L’Enea chiarisce che per le chiusure oscuranti, che sono parte integrante della chiusura trasparente (persiane, avvolgibili ecc.), tale calcolo deve essere riferito al consumo energetico invernale, in quanto queste esercitano la loro funzione di risparmio energetico essenzialmente nella stagione invernale, riducendo la trasmittanza della finestra a cui sono applicate.
 
Per quanto riguarda le schermature solari a protezione di superfici vetrate, che invece sviluppano la loro funzione di risparmio energetico essenzialmente nella stagione estiva, il calcolo dovrà essere riferito al consumo energetico estivo, in quanto queste esercitano la loro funzione di risparmio energetico essenzialmente nella stagione estiva.
 
Infine, le Faq spiegano che nella compilazione della documentazione va inserito l’impianto termico e l’impianto di climatizzazione estiva.

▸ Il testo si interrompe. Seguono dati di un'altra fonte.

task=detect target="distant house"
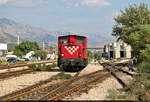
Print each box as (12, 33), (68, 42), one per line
(104, 40), (133, 58)
(45, 49), (56, 60)
(0, 42), (8, 56)
(25, 51), (35, 59)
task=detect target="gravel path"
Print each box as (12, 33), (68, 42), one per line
(0, 68), (75, 96)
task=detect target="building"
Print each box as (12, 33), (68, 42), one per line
(104, 40), (132, 58)
(0, 43), (8, 56)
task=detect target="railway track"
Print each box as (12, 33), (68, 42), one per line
(0, 70), (109, 100)
(0, 61), (56, 70)
(0, 69), (34, 80)
(0, 60), (134, 100)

Per entrambe le tipologie, solo in caso di assenza dello specifico impianto, di riscaldamento per le chiusure oscuranti e di raffrescamento per le schermature solari, è consentito inserire il valore "0" nel campo relativo al “Risparmio stimato di energia primaria non rinnovabile”.
 

Ecobonus: come correggere i dati nella documentazione

Se un utente ha sbagliato ad inserire alcuni dati nella documentazione obbligatoria inviata, l’Enea spiega che le modifiche eventualmente consentite dipendono dall’anno in cui è stata trasmessa ad ENEA la richiesta di detrazione.
 
Nello specifico, per i lavori completati entro il 31 dicembre 2017, per quanto non sia più possibile modificare la richiesta già inviata, l’Agenzia delle Entrate riconosce il diritto del contribuente a fruire della detrazione anche per quelle spese che erroneamente non siano state riportate, purché l’importo delle spese sostenute sia stato indicato correttamente nelle relative dichiarazioni dei redditi e tali spese.
 
Per i lavori completati nel 2018 è possibile rettificare i dati entro il termine di presentazione della dichiarazione dei redditi, presumibilmente il 30 novembre 2019, accedendo al sito d’invio 2018.